Thursday, April 21, 2011
My father-in-law died late last night.
His role in my life began in 1993, when he made the decision to take early retirement from Westinghouse (now Northrup Grumman). I had already dated his daughter once a few years earlier. One ex-girlfriend and a few other what-might-have-beens later, Sandy and I were rebuilding our friendship. Anyway, he and my mother-in-law opted to take the early out money and move to Reno, Nevada. We stopped over their house as they were holding a yard sale at their old Catonsville house; I got hold of a desk of theirs. One of the catalysts for my relationship with Sandy was her invitation to come visit them with her after they'd moved.
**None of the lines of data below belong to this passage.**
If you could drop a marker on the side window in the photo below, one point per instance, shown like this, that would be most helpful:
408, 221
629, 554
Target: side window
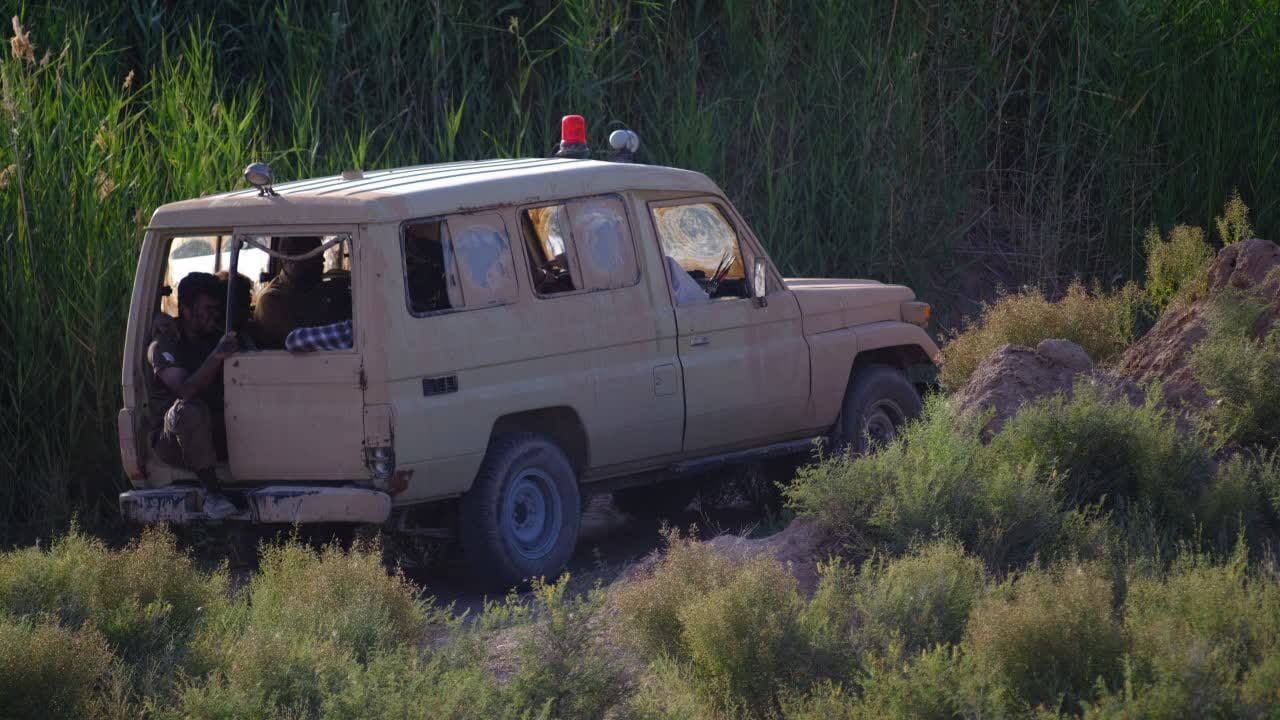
703, 255
483, 259
547, 235
208, 254
430, 277
602, 241
464, 261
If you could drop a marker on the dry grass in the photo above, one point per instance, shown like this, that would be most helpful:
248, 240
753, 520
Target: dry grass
1101, 323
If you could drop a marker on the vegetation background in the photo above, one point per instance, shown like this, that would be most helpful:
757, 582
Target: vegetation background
955, 146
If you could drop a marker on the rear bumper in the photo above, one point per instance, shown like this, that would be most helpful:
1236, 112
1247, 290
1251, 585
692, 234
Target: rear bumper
266, 505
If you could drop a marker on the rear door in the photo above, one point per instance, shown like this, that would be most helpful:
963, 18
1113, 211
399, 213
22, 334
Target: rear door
300, 417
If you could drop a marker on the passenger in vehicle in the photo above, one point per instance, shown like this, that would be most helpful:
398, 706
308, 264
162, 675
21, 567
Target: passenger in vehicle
242, 322
295, 297
186, 390
684, 287
337, 336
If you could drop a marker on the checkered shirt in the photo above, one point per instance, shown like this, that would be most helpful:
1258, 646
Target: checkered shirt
321, 337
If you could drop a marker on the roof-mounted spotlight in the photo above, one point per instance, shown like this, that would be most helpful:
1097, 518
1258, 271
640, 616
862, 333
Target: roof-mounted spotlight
259, 174
624, 144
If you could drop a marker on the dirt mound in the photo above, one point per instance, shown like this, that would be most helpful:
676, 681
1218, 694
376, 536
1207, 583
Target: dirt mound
1161, 354
800, 547
1014, 376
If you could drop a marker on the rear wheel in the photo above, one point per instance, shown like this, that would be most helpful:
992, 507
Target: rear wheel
521, 516
877, 402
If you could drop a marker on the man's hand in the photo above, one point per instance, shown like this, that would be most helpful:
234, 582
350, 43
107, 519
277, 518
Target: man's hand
227, 346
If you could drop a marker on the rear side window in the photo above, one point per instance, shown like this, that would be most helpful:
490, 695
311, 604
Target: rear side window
580, 245
548, 237
457, 263
603, 242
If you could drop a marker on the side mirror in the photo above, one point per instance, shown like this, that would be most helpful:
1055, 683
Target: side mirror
758, 288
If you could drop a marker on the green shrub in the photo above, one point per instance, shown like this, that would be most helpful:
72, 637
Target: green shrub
936, 477
1233, 224
565, 664
650, 604
344, 596
1205, 639
1101, 323
1237, 502
1107, 450
266, 673
744, 639
1050, 636
731, 629
405, 684
1238, 370
142, 598
48, 670
922, 598
1176, 267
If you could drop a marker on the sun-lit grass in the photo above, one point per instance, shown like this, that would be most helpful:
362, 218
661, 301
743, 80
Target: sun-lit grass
936, 144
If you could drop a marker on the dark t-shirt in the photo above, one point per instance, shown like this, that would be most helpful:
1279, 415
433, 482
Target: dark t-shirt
165, 352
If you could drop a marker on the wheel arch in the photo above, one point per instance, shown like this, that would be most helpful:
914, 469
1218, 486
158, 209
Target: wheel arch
562, 424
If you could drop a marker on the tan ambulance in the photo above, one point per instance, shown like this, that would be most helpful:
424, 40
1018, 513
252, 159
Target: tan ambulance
522, 333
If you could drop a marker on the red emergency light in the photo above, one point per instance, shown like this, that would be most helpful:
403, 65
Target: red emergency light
572, 139
572, 130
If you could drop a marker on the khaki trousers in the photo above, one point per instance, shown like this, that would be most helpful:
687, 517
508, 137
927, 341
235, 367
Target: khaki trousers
187, 440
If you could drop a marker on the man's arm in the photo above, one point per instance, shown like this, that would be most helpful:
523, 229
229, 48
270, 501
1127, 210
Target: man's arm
337, 336
190, 384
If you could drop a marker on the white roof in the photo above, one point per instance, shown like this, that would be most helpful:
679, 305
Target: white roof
424, 190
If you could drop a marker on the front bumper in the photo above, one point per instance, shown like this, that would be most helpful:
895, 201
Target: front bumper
266, 505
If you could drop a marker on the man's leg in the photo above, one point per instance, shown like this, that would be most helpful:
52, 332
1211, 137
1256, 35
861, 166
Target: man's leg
188, 431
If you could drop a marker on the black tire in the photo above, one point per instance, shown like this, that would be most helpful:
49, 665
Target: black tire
662, 500
877, 402
521, 516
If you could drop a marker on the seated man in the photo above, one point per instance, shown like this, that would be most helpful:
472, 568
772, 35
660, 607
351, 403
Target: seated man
295, 297
184, 386
684, 287
243, 300
338, 336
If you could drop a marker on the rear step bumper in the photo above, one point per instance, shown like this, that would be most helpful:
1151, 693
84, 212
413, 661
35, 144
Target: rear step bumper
266, 505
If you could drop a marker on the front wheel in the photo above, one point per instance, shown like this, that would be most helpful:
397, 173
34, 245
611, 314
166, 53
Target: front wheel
878, 401
520, 519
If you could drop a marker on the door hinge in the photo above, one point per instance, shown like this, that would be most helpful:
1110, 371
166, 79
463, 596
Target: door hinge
439, 386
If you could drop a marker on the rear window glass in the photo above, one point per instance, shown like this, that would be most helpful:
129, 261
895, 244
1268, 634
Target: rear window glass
603, 244
580, 245
461, 261
206, 254
551, 261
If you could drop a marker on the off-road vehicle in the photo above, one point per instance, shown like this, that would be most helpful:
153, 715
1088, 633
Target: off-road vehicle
525, 333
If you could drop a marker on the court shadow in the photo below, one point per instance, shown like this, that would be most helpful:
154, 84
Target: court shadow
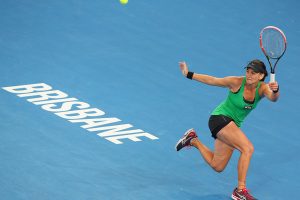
214, 197
190, 196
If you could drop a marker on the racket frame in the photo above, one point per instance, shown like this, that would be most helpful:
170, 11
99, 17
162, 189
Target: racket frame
272, 68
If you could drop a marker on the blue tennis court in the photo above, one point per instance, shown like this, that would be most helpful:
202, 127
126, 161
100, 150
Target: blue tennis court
115, 68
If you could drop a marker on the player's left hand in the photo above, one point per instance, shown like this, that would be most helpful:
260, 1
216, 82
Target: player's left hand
273, 86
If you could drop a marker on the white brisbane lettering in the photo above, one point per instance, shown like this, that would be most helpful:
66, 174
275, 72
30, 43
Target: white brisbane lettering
75, 111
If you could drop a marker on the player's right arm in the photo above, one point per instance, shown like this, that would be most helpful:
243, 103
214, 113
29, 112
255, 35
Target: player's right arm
230, 82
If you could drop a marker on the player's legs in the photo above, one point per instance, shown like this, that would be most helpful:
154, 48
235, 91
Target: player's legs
234, 137
217, 159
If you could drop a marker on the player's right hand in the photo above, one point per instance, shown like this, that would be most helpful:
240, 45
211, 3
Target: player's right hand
183, 67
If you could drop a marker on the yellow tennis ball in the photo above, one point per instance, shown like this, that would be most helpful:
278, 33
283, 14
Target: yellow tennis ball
123, 2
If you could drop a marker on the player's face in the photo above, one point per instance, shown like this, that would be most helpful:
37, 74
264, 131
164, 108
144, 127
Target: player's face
252, 76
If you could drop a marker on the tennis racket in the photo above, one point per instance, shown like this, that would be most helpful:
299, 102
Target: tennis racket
273, 44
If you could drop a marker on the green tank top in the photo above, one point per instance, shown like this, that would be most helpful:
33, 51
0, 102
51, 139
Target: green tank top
236, 107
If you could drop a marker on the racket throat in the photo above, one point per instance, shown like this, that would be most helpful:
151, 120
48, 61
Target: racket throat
272, 77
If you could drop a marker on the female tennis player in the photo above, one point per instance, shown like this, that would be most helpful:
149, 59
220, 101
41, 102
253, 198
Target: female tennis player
244, 94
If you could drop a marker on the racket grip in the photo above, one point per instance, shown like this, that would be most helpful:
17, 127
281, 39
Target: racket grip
272, 77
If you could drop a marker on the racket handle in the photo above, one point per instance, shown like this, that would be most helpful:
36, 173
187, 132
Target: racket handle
272, 77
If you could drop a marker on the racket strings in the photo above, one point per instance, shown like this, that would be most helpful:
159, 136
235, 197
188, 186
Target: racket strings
273, 43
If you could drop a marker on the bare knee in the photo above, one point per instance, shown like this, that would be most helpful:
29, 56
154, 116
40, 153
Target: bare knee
248, 150
218, 168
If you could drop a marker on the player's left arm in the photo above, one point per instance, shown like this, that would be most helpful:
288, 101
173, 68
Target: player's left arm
271, 91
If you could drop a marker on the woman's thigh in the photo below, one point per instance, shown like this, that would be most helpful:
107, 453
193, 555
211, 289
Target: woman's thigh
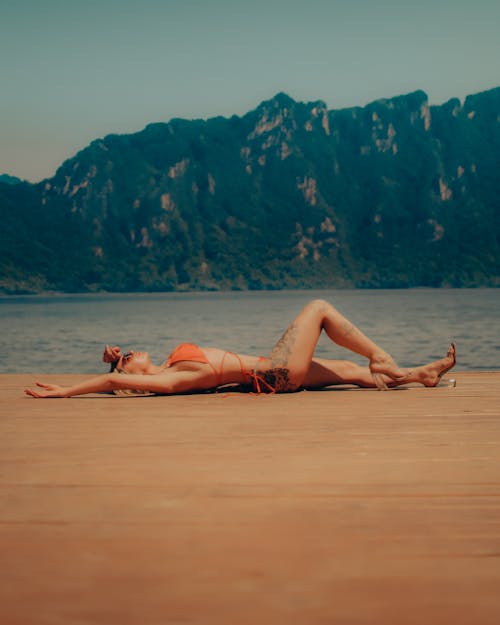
292, 355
When we visited them, I found out he didn't mind throwing down a buck or two at the casinos, although he stuck mainly with slots and video poker: I don't remember him playing many table games. He also showed us that many of the casinos had great restaurant deals, and the first place he took us was the steakhouse at Western Village in Sparks. We would visit him and my MIL in Reno several times over the years.
My FIL was always a pithy man. He and my MIL took many trips Back East to see family and for their own sake; their typical itinerary involved Baltimore, Atlantic City, Ocean City, and Lancaster County, PA. He loved going to Jennings Restaurant in Catonsville for chicken, and G&M's in Linthicum for crab cakes. We met them once at Willow Valley Resort outside Lancaster, and that was when I asked him for his permission to marry Sandy. His response was, "Well, I don't see why not; you two are mature adults . . . Hey, what do you think about the Notre Dame game this afternoon?"
At the wedding, I practically had to make him give me a hug after he walked Sandy up the aisle. At the reception, MIL told us via the videographer, "And I hope you have lots and lots of grandchildren!" He replied, "Shouldn't they have children first?"
We enjoyed taking walks together, usually just around the neighborhood or a nearby lake. And we would talk about mostly sports or politics, nothing too deep (as if the Willow Valley conversation wasn't an indication of that). And he surprised us all by taking us to Hawaii in 2005; it was a surprise 45th anniversary present for my MIL, and as an added surprise, he brought us along. We treated it as an early 10th anniversary trip.
In early 2008, we decided to move to Nevada. Almost immediately afterward, we found out he had colorectal cancer, which made our moving out here all the more necessary. Sandy is their only child. The four of us dined together frequently, and we also took them to a Reno Aces baseball game.
His condition steadily worsened over the last month. Just under two weeks ago, as he began hospice care, we managed to take him and MIL to the Western Village steakhouse . . . the same place he'd taken us back in 1993.
That was the last time I saw him alive. Now I pray for the repose of his soul.
In paradisum deducant te Angeli; in tuo adventu suscipiant te martyres, et perducant te in civitatem sanctam Ierusalem. Chorus angelorum te suscipiat, et cum Lazaro quondam paupere æternam habeas requiem.